Kumpulan cerpen Lebaran di Karet, di Karet… karya Umar Kayam terdiri atas tigabelas judul. Namun, penulis hanya mengambil delapan dari tigabelas cerpen karya Umar Kayam ini. Delapan cerpen tersebut ialah “Ke Solo, Ke Njati”, “Ziarah Lebaran”, “Menjelang Lebaran”, “Lebaran Ini, Saya Harus Pulang”, “Marti”, “Mbok Jah”, “Lebaran di Karet, di Karet”, “Sardi”. Delapan cerpen tersebut mempunyai keterkaitan cerita mengenai Lebaran dari sudut pandang priayi dan wong cilik. Delapan cerpen tersebut akan dianalisis alur dan tokoh dengan menceritakan kehidupan setiap tokoh beserta peristiwa-peristiwa dan konflik-konflik yang terjadi. 2.1. “Ke Solo, ke Njati”

2.1.1 Alur

Cerpen ini menceritakan wong cilik dalam menyambut Lebaran. Banyak orang pulang kampung untuk merayakan Lebaran bersama keluarga dan kerabat dekat. Tradisi pulang kampung inilah disebut dengan mudik. Di Indonesia, orang mudik menggunakan angkutan umum. Sehingga alat transportasi menjadi masalah umum pada saat sebelum dan sesudah Lebaran.
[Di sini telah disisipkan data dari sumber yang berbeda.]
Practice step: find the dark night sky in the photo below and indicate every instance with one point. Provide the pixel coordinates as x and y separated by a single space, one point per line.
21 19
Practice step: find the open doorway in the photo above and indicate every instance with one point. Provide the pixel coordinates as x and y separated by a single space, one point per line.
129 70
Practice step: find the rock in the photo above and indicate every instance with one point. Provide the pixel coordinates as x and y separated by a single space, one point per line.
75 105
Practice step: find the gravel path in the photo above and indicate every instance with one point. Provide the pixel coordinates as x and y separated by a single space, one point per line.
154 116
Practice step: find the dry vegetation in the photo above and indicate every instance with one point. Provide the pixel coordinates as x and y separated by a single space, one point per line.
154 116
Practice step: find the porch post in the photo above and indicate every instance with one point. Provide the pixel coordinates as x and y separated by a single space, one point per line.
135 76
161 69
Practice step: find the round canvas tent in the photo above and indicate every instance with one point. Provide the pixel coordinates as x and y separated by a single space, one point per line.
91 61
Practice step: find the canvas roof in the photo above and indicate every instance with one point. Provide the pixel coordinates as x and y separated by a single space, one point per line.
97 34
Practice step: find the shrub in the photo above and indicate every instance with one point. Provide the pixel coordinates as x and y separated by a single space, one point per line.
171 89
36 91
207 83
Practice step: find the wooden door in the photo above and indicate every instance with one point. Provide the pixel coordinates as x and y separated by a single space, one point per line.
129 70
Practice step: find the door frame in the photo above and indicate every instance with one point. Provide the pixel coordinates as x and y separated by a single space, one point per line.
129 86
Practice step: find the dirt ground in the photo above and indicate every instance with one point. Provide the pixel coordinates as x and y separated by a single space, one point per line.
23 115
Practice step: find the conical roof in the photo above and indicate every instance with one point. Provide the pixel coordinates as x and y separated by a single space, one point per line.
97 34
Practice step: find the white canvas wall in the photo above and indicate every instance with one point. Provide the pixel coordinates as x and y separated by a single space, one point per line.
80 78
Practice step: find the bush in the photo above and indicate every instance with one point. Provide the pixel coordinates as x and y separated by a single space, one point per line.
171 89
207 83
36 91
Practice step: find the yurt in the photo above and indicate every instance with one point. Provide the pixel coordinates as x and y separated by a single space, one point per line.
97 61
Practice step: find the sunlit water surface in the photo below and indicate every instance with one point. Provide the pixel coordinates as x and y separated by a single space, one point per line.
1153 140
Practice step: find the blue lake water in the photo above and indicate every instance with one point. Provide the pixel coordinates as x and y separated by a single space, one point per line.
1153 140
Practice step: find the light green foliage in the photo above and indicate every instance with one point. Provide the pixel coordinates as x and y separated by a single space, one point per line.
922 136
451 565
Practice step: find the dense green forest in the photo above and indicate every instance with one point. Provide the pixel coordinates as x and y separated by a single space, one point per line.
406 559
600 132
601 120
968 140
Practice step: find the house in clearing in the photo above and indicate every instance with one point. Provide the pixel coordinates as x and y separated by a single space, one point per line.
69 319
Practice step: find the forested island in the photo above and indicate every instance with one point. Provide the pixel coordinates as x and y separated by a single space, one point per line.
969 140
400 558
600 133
Cerpen “Ke Solo, ke Njati”, cerita diawali dengan penggambaran tokoh ibu dengan kedua anaknya yang hijrah ke Jakarta. Tokoh ibu bekerja sebagai pembantu rumah tangga di Jakarta. Ia dan kedua anaknya menempati kamar sewaan yang

kumuh di bilangan Kali Malang Jakarta. Pada saat Lebaran, tokoh ibu dalam cerpen

“Ke Solo, ke Njati” dengan kedua anaknya juga akan mudik ke Jawa.
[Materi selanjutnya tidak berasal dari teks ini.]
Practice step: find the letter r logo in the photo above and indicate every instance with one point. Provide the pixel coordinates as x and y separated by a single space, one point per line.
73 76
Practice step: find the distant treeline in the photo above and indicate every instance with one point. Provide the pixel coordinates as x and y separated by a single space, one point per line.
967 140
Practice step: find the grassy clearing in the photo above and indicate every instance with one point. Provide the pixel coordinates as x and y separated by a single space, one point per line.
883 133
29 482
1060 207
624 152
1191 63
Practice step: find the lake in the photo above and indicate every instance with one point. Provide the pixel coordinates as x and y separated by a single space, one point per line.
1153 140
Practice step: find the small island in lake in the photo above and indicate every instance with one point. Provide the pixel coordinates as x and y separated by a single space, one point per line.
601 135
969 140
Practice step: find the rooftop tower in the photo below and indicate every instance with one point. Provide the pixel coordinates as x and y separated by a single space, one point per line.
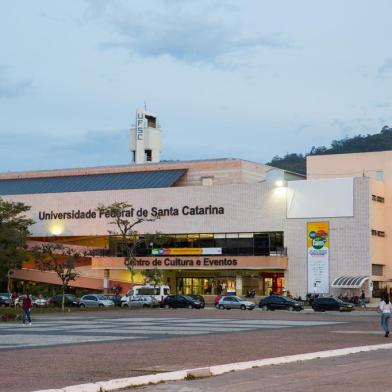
145 143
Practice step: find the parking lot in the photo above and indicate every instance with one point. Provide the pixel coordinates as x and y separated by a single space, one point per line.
86 346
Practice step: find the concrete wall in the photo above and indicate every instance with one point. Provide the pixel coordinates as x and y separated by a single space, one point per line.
246 207
349 243
369 164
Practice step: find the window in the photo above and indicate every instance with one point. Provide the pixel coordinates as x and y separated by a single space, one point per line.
379 199
207 181
380 175
377 269
148 155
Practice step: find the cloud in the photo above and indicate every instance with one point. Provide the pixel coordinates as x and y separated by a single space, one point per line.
10 88
385 69
183 31
47 151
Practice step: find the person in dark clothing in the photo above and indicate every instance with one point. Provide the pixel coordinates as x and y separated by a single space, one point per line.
26 306
362 300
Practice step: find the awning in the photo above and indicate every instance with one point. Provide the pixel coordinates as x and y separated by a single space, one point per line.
349 282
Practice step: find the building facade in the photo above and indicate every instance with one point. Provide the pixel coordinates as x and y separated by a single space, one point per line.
214 226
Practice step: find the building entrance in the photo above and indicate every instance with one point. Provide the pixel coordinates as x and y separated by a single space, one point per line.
205 285
273 283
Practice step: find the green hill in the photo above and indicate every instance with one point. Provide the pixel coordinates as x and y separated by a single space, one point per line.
297 162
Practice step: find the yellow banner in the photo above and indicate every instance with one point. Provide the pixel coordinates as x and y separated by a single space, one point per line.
318 235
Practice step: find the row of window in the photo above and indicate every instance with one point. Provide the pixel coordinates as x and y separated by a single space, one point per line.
379 199
378 233
232 244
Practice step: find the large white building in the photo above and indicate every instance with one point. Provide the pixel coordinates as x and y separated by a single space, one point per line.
224 225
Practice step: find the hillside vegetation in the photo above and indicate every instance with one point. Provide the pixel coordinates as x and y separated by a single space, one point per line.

Pada saat Lebaran, tokoh ibu dan dua anaknya (Ti dan si bungsu) sudah memiliki karcis bus menuju Wonogiri. Namun, mereka tidak bisa mudik karena tak pernah mampu masuk bus yang akan mereka tumpangi karena sangat banyak calon pemudik di terminal bus pada hari pertama Lebaran. Mereka mencobanya lagi pada saat hari kedua Lebaran. Namun, hari kedua Lebaran justru malah semakin penuh sesak dan berjubel. Peristiwa demi peristiwa disuguhkan pengarang dalam cerpen ini. Ternyata pada hari pertama dan kedua Lebaran masih banyak orang yang mudik. Logikanya, mudik dilakukan sebelum Lebaran tiba karena pada saat Lebaran mereka harusnya melakukan ritual Lebaran, seperti, sholat Ied dan sungkeman. Celakanya, tokoh ibu dan dua anaknya (Ti dan si bungsu) mengalami kesemrawutan saat mudik, itu terjadi bukan beberapa hari menjelang Lebaran, tetapi justru pada hari pertama dan kedua Lebaran.
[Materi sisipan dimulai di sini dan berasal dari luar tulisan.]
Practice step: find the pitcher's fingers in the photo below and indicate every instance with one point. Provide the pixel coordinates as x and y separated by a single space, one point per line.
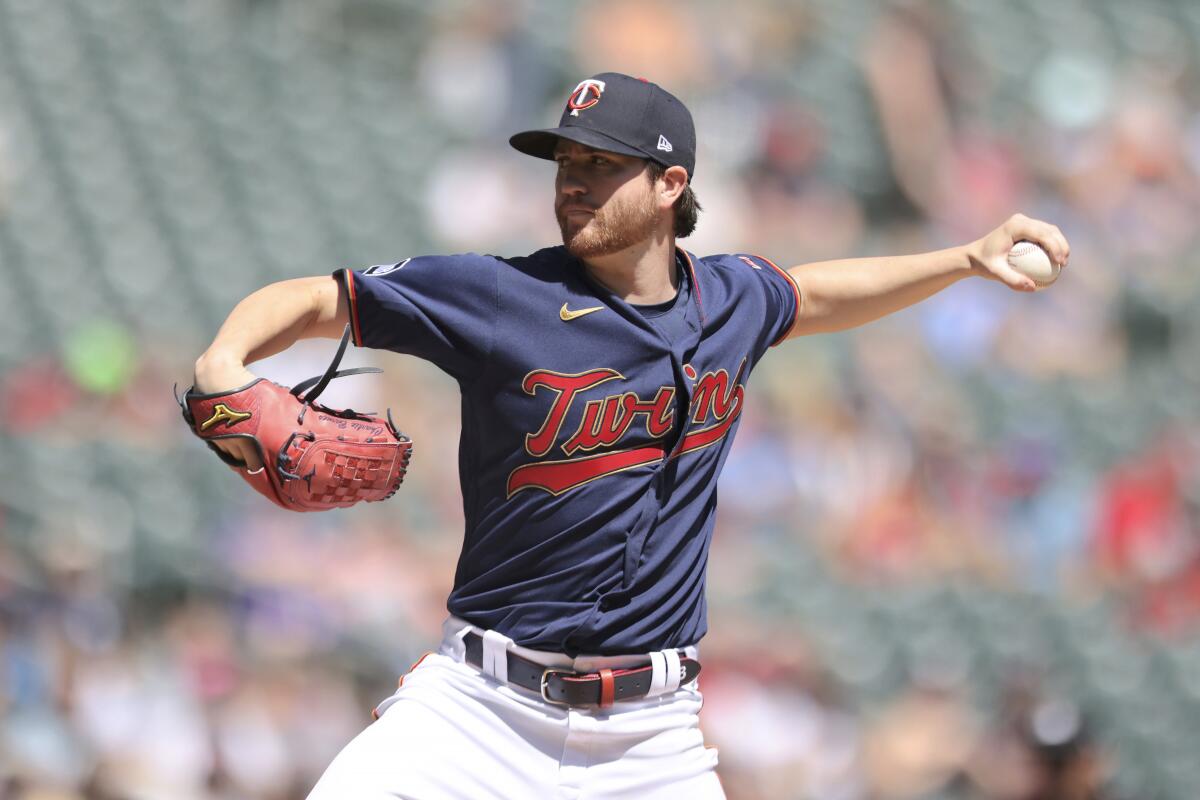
1011 277
1043 233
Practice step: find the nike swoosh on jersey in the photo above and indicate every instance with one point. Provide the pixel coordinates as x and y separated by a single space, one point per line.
567 314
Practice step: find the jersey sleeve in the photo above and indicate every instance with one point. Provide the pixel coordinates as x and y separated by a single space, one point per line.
442 308
781 296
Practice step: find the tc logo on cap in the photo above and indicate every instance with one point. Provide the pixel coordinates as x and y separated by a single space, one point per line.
586 95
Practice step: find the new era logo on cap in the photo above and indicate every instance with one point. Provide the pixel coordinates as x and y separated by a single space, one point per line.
621 114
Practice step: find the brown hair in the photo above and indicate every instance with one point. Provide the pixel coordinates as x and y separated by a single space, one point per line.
687 206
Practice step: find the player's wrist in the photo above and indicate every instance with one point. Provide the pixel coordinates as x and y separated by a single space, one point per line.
971 258
219 371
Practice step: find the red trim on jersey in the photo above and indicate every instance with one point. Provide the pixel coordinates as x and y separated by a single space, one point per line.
355 329
401 681
796 293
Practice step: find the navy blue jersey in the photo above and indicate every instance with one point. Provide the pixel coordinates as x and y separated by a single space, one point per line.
593 433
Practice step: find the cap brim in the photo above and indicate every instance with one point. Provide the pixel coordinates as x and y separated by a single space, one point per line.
540 144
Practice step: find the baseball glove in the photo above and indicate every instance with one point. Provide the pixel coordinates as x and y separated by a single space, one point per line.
313 457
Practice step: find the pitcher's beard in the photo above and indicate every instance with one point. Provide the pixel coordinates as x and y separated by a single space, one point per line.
611 229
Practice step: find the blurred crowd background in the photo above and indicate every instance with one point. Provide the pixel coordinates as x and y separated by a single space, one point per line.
958 553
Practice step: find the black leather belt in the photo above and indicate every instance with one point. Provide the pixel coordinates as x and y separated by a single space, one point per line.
569 687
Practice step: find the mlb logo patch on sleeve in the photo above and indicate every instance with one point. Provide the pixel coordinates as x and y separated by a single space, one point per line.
384 269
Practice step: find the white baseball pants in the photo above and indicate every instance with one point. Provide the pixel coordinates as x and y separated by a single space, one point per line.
453 733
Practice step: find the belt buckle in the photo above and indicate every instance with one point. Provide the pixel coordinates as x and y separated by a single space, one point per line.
545 684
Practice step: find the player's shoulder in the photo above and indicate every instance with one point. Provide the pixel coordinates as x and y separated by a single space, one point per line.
432 264
736 271
737 265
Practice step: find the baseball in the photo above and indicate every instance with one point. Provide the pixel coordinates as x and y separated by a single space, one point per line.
1031 260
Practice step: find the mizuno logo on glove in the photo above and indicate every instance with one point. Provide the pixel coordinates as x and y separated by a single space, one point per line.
222 413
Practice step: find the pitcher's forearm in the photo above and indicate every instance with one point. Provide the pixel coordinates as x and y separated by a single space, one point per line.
273 319
843 294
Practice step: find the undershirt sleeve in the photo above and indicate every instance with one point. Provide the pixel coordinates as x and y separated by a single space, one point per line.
442 308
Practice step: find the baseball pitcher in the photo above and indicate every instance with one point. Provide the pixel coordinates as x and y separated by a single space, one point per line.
603 382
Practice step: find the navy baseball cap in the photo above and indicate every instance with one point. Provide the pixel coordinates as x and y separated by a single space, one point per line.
621 114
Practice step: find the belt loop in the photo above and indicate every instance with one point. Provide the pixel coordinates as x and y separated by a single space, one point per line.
672 671
658 674
607 689
496 655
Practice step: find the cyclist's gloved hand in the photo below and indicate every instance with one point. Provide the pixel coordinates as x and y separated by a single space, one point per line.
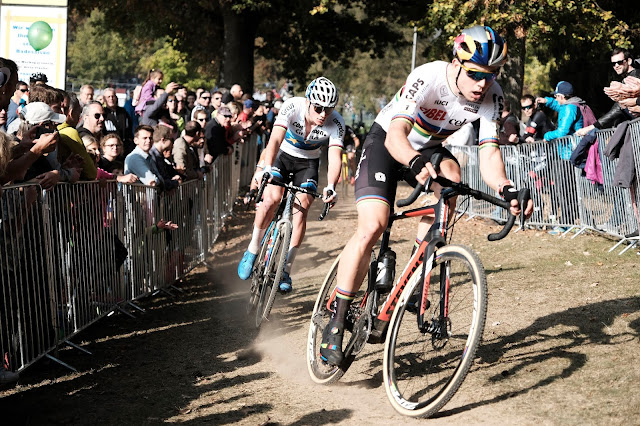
510 193
329 194
416 165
Dari serangkaian peristiwa di atas, tokoh ibu dan kedua anaknya (Ti dan si bungsu), dengan ber-gentenyong-an barang, tidak mampu berdempet-dempetan dengan orang lain dan selalu terpinggirkan alias selalu gagal untuk bisa dapat masuk ke dalam bus.

Pada bagian berikutnya digambarkan suami tokoh ibu sudah meninggal. Secara flash back dikemukakan peristiwa akan kematian suaminya yang meninggal saat bekerja sebagai buruh bangunan. Terjadi pergolakan batin tokoh ibu yang kehilangan suaminya tiga tahun lalu saat bekerja sebagai buruh bangunan.

Seandainya suami dari tokoh ibu tidak meninggal saat bekerja sebagai buruh bangunan, si ibu mungkin tidak kerepotan dengan dua anak yang masih kecil-kecil yang akan mudik menggunakan bus. Akhirnya mereka terpaksa “pulang ke kamar sewaan yang terselip di tengah kampung agak kumuh di bilangan Kali Malang” (halaman. 2).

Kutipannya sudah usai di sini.